PhaultLines

How to query an on-disk SearchKit index with PyObjC

OS X comes with a framework called SearchKit that applications can use to index content and support full-text searches. I occasionally run into situations where I want to take advantage of an application’s existing SearchKit index so that I can perform my own full-text searches programmatically. The most recent case arose this weekend while I was attempting to build an Alfred workflow for searching Quiver notes.

Quiver uses SearchKit internally to expose full-text search through its own user interface, but it doesn’t have native Spotlight integration yet. To find notes faster, I wanted to make an Alfred script filter that queries the SearchKit index and displays the results. It only took me a few minutes to figure out where Quiver caches its SearchKit index when I started poking around the ~/Library folder. The only remaining obstacle to querying it myself is that I’d need to figure out the actual name of the index in order to read the file with the SearchKit APIs.
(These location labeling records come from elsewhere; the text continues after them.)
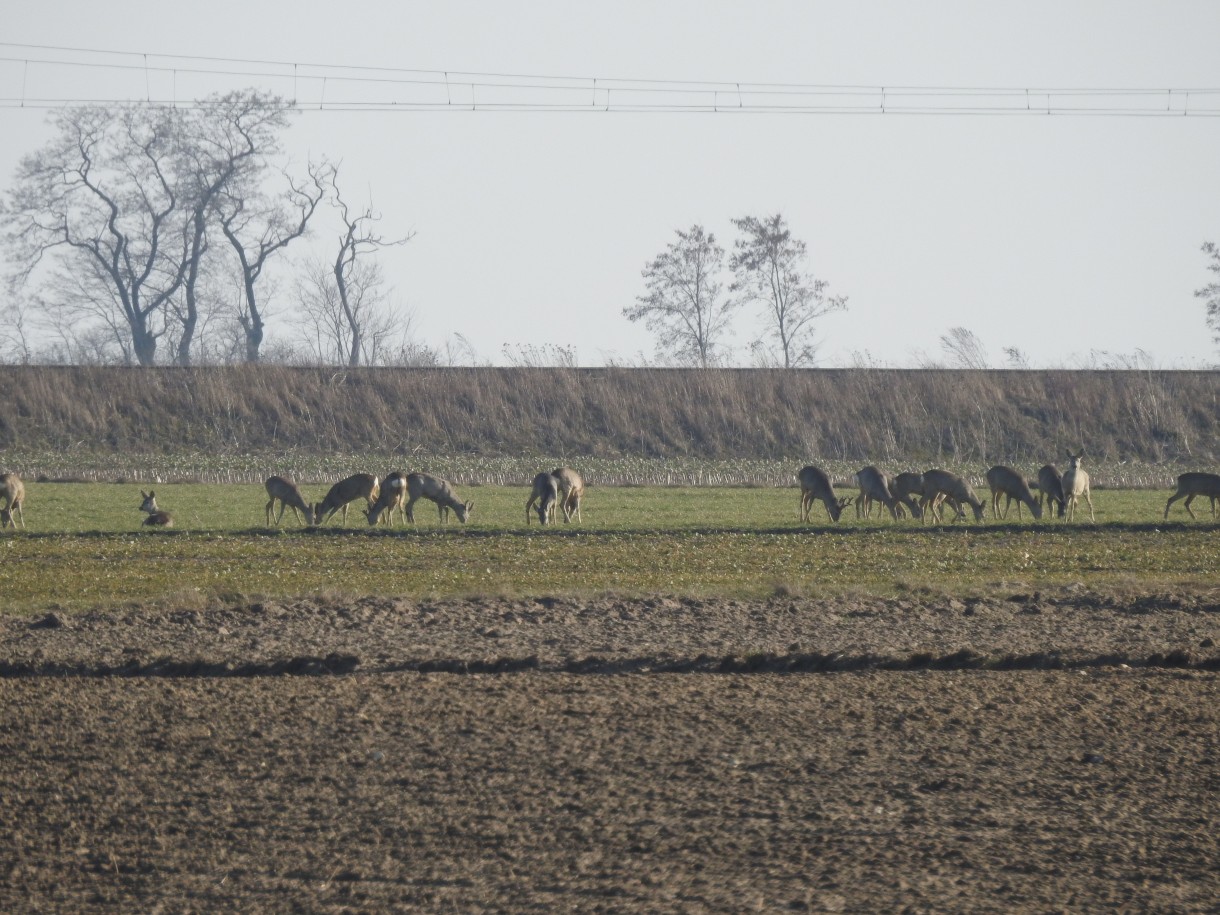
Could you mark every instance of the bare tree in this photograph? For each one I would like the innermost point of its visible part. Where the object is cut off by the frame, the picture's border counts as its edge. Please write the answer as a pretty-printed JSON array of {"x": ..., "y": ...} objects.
[
  {"x": 225, "y": 145},
  {"x": 1210, "y": 293},
  {"x": 964, "y": 349},
  {"x": 100, "y": 201},
  {"x": 1016, "y": 358},
  {"x": 769, "y": 264},
  {"x": 258, "y": 227},
  {"x": 359, "y": 321},
  {"x": 353, "y": 284},
  {"x": 683, "y": 304}
]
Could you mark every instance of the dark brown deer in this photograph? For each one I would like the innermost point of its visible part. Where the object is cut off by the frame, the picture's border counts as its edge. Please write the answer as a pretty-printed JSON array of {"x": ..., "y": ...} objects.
[
  {"x": 1051, "y": 488},
  {"x": 814, "y": 486},
  {"x": 155, "y": 516},
  {"x": 874, "y": 487},
  {"x": 423, "y": 486},
  {"x": 284, "y": 492},
  {"x": 941, "y": 486},
  {"x": 1007, "y": 482},
  {"x": 1196, "y": 483}
]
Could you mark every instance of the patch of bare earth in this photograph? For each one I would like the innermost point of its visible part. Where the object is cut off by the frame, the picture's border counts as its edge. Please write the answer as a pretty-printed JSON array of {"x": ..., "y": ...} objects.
[{"x": 1040, "y": 752}]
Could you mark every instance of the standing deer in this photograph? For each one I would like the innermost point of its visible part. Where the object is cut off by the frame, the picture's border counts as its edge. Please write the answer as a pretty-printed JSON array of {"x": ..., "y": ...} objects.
[
  {"x": 1076, "y": 484},
  {"x": 815, "y": 484},
  {"x": 391, "y": 498},
  {"x": 1051, "y": 488},
  {"x": 907, "y": 488},
  {"x": 1007, "y": 482},
  {"x": 545, "y": 493},
  {"x": 1196, "y": 483},
  {"x": 155, "y": 516},
  {"x": 356, "y": 486},
  {"x": 942, "y": 486},
  {"x": 12, "y": 494},
  {"x": 423, "y": 486},
  {"x": 874, "y": 487},
  {"x": 571, "y": 491},
  {"x": 289, "y": 497}
]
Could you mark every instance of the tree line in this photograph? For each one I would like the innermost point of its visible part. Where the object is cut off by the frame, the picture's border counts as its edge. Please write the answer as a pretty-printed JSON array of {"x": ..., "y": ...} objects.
[
  {"x": 688, "y": 305},
  {"x": 145, "y": 233}
]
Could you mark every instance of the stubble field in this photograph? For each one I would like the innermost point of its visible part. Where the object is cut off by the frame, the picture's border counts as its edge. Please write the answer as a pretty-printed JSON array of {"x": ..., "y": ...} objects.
[{"x": 689, "y": 702}]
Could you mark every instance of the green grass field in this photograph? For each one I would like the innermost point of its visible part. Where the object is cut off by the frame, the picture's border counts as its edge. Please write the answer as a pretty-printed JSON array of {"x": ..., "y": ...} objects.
[{"x": 84, "y": 547}]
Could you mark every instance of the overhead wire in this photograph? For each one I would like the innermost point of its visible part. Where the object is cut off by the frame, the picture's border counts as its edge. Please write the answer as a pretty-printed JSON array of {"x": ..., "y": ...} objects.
[{"x": 467, "y": 90}]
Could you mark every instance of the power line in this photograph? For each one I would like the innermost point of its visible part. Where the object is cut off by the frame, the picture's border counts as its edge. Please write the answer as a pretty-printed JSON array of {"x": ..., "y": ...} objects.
[{"x": 337, "y": 88}]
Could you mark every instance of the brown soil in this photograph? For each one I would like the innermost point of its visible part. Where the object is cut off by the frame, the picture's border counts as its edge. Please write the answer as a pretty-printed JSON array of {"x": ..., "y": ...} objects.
[{"x": 1041, "y": 752}]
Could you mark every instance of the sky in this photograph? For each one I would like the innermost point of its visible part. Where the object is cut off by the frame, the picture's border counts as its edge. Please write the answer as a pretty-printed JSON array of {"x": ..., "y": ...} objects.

Apple doesn’t provide a standard method for retrieving the index name from the SearchKit index file itself. Fortunately, I’m not the first person to tackle the problem. A quick internet search turned up a very helpful blog post by Tim Schröder that includes a detailed explanation of the issue and a snippet of Objective-C code that manually extracts the data from the correct position in a SearchKit binary index file. Armed with Tim’s snippet, I figured out that “index” is the (rather unsurprising) name of Quiver’s index.

I decided to write my SearchKit query script in Python, using PyObjC to access the SearchKit APIs. Even though PyObjC often results in slightly ugly code, I’ve had good luck with it in the past. It seems to work out of the box in most Mac environments and it lets me use native platform APIs without compiling anything. With the help of Apple’s SearchKit programming guide and SearchKit API reference, I put together the following Python code:

import os.path, Cocoa, SearchKit
from CoreFoundation import CFURLGetString

def search(query, fileName, indexName):
  file = Cocoa.NSURL.fileURLWithPath_(fileName)
  index = SearchKit.SKIndexOpenWithURL(file, indexName, False)
  group = SearchKit.SKSearchGroupCreate([index])

  results = SearchKit.SKSearchCreate(index, query, SearchKit.kSKSearchRanked)
  busy, items, scores, count = \
      SearchKit.SKSearchFindMatches(results, 20, None, None, 1.0, None)

  for score, item in zip(scores, items):
    doc = SearchKit.SKIndexCopyDocumentForDocumentID(index, item)
    url = CFURLGetString(SearchKit.SKDocumentCopyURL(doc))
    name = SearchKit.SKDocumentGetName(doc)
    props = SearchKit.SKIndexCopyDocumentProperties(index, doc)
    print url, name, props

The function performs a search on the specified index using the provided query string. When you write your query, you can use boolean operators (&, |, !) and the wildcard symbol (*). For my Alfred workflow, I chose to enclose the user’s query in wildcard symbols in order to find partial matches. The search returns a score for each item to convey the relevance of the match. The URL that the function displays for each result points to the file that contains the match.

My Alfred workflow reads the JSON metadata file for each Quiver note that matches the user’s query. When the user selects a note in Alfred, the workflow uses the quiver:// URL scheme to open the note. You can download the complete Alfred workflow here.

In addition to Apple’s documentation, I found several other useful resources that proved helpful while I was writing the search code. NSHipster has a great introductory tutorial by Matt Thompson that explains how to use SearchKit. I also learned a lot from a SearchKit example included in the PyObjC documentation.